Double Nickels

I can't believe that I'm fifty-f***ing five years old!

One of the curses of having a great memory is that I can recall things that happened fifty years ago.

55?

Seriously.

I'm pretty sure that I can get the discount on breakfast at Denny's now and while that feels embarrassing, it's the goal, right?

"You're getting old!" People will say all day.

And I think:

"Yeah, I want to get older too."

What is disconcerting about another trip around the sun is that now I catch a glimpse at the obits...

...and I am prone to do that for a long moment every few days or so...

...and I think:

"That guy is younger than me."

And sooner or later I will reach an age where people will think:

"He had a good run."

Hope to, anyway.

I don't recall too many specifics of too many birthdays...they've all sort of run together.

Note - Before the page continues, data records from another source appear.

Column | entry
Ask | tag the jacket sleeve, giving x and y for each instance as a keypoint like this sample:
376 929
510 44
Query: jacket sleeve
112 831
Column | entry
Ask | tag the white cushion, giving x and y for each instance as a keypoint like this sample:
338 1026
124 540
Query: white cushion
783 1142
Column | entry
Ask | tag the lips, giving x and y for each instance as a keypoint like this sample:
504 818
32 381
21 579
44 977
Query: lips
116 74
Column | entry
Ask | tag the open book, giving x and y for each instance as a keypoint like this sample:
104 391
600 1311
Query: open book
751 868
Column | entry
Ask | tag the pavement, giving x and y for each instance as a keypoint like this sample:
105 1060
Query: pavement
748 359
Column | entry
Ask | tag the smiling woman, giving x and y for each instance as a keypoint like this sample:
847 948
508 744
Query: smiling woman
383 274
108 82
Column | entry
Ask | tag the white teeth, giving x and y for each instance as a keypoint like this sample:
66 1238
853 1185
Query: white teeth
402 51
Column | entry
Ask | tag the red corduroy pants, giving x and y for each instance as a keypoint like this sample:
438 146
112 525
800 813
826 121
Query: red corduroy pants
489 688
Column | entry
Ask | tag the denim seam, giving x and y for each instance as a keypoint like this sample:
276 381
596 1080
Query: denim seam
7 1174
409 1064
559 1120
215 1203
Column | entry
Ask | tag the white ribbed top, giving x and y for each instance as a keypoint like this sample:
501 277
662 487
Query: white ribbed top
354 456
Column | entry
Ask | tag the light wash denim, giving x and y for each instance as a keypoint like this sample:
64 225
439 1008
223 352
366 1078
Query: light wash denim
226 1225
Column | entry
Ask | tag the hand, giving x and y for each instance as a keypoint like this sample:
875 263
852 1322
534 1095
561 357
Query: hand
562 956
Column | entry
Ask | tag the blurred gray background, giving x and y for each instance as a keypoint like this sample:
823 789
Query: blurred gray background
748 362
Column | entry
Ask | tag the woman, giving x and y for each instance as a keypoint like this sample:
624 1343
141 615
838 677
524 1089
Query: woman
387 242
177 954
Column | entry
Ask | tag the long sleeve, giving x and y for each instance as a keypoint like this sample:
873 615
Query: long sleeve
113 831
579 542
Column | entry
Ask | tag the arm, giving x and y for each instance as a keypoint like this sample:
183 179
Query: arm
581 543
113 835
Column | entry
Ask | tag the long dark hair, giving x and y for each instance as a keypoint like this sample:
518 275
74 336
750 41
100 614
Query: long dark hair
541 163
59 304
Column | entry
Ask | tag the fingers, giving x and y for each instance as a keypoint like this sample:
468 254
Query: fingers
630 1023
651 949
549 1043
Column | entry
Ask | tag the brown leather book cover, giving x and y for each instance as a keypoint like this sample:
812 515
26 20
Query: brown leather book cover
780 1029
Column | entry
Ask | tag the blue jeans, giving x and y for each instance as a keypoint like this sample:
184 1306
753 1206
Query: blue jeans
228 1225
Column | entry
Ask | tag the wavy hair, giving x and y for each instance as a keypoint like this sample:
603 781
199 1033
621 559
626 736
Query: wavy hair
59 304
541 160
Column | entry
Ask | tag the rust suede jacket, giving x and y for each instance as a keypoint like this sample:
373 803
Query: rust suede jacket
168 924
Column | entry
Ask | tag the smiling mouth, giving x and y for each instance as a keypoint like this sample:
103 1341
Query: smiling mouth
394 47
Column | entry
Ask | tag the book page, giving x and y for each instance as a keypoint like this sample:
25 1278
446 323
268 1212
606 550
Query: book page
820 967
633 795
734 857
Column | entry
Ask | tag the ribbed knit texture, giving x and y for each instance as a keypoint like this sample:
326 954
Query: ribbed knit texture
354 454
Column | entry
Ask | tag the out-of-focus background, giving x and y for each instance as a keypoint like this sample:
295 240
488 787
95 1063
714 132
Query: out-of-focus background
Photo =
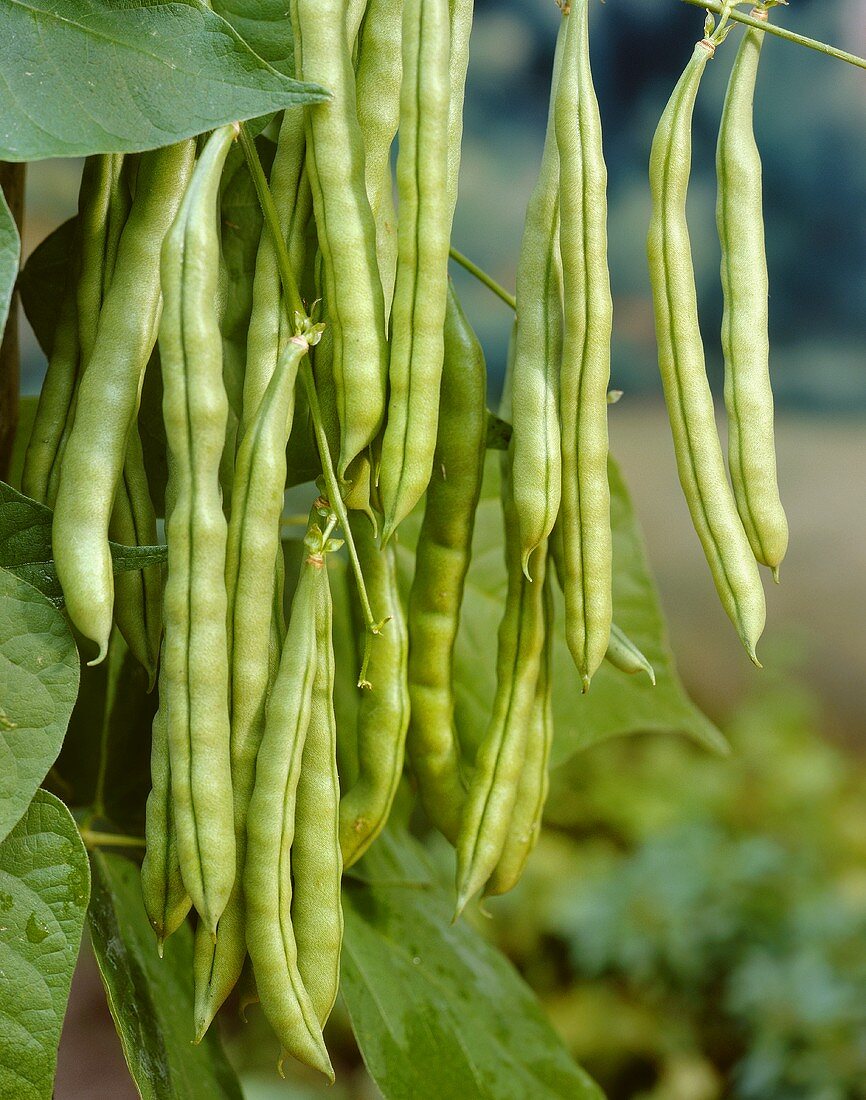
695 926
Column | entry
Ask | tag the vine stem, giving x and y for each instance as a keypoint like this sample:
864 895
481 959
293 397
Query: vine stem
302 322
716 7
482 276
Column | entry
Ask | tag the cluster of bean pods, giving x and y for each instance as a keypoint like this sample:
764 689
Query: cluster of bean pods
350 343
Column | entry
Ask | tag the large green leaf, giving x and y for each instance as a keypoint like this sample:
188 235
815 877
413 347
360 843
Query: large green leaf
151 999
25 546
265 26
437 1010
10 252
44 887
101 76
39 673
616 703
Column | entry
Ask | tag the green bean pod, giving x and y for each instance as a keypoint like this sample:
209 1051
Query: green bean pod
166 900
270 832
139 606
344 222
380 72
316 860
383 712
682 366
195 410
745 339
587 541
525 825
270 325
537 472
441 561
109 393
499 766
424 237
252 548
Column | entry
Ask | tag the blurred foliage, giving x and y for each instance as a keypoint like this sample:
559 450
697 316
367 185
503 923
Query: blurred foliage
698 927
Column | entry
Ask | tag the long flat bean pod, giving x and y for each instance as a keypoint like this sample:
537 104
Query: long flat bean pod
196 671
587 540
495 780
537 473
682 366
252 547
441 562
316 859
424 237
108 395
525 825
745 338
344 222
271 827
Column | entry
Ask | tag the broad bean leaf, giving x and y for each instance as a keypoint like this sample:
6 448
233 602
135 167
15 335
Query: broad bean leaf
265 28
44 887
151 999
616 703
43 279
39 682
435 1008
101 76
10 252
25 545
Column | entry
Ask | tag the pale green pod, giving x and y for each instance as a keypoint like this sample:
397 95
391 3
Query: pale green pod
745 337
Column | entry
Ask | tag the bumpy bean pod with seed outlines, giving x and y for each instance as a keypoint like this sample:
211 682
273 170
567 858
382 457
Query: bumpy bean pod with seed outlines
196 673
682 366
745 340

At ten years old I was on a bus to an away football game where I sat on a bench in the cold and the highlight of the trip was the oranges I ate at halftime.

One of the team 'stars' said:

"Those are for the guys that play."

I secretly hoped he'd choke on his.

On my 13th birthday, Reginald Martinez Jackson hit three homers in Game 6 as the Yankees won the World Series over the Dodgers. I swore he did it for me.

On my 40th birthday the Yankees pounded the Red Sux as we all drank beer. The win that day gave the Yankees a 3-0 series lead.

They didn't win a 4th game in that series.

On my 50th birthday we went away for a couple of days and I sat in a hot tub.

55?

Who knows?

Kathy says that I can cook whatever I want for dinner.